The city of St. Louis can't afford to have decent schools or smooth roads, but it still feels the need to hump the leg of any developer that will contribute $1 private dollars against $10 public dollars for any cockamamie idea, like St. Louis Marketplace:
[Plan opponent St. Louis Comptroller Darlene] Green says there has been only one similar arrangement in the city's history: the 1992 financing of the now desolate St. Louis Marketplace on Manchester Avenue. That agreement is still costing taxpayers more than $1 million a year.
Mayor Francis Slay regretfully endorses bullocks:
Slay said he endorsed the plan reluctantly, calling it the only way to complete renovation of St. Louis Centre.
"This particular piece of property is a cancer in downtown St. Louis," Slay said of the office tower.
Twenty and a couple years ago, it was
a shot in the arm for downtown St. Louis.
Deputy Mayor Barbara Geisman says, "Boondoggle or boondoggle; there is no nonboondoggle."
"Nobody wants to do this, but circumstances are such that we really have no choice," Geisman said.
The developer knows that downtown St.
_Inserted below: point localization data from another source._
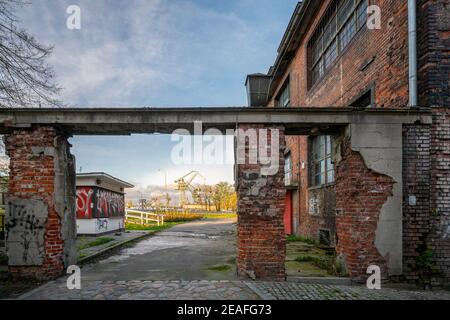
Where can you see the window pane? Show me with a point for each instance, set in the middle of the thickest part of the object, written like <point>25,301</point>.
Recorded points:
<point>322,166</point>
<point>344,11</point>
<point>362,13</point>
<point>330,55</point>
<point>317,72</point>
<point>330,176</point>
<point>329,32</point>
<point>347,33</point>
<point>284,99</point>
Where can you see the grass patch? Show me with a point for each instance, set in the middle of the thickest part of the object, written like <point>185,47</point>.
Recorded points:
<point>181,217</point>
<point>219,215</point>
<point>96,242</point>
<point>220,268</point>
<point>150,227</point>
<point>3,259</point>
<point>292,238</point>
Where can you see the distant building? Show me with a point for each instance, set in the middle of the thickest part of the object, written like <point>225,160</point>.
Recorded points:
<point>100,203</point>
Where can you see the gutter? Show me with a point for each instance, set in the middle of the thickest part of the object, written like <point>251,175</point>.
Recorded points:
<point>412,47</point>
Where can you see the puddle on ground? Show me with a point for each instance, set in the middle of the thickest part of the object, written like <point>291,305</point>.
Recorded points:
<point>187,235</point>
<point>160,242</point>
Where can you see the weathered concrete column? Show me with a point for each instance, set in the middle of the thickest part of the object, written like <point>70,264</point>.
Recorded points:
<point>261,240</point>
<point>40,213</point>
<point>369,198</point>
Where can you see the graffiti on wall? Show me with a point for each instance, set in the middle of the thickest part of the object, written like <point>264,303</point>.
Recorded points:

Louis is about at its saturation point for suckers, and that this development will only be a lottery ticket in case there's no honest money to be made. I guess to a certain type of entrepreneur, the tick type, you have to try to suck whatever blood you can from the government hound.
Still, maybe it's early, but here's my prediction: in 2030, the biggest landowner in the city of St. Louis will be the city of St. Louis as it's left with the derelict remains of its foolish and costly attempts to determine its own fate with sexy new sports teams and big, shiny, empty buildings at the expense of its infrastructure.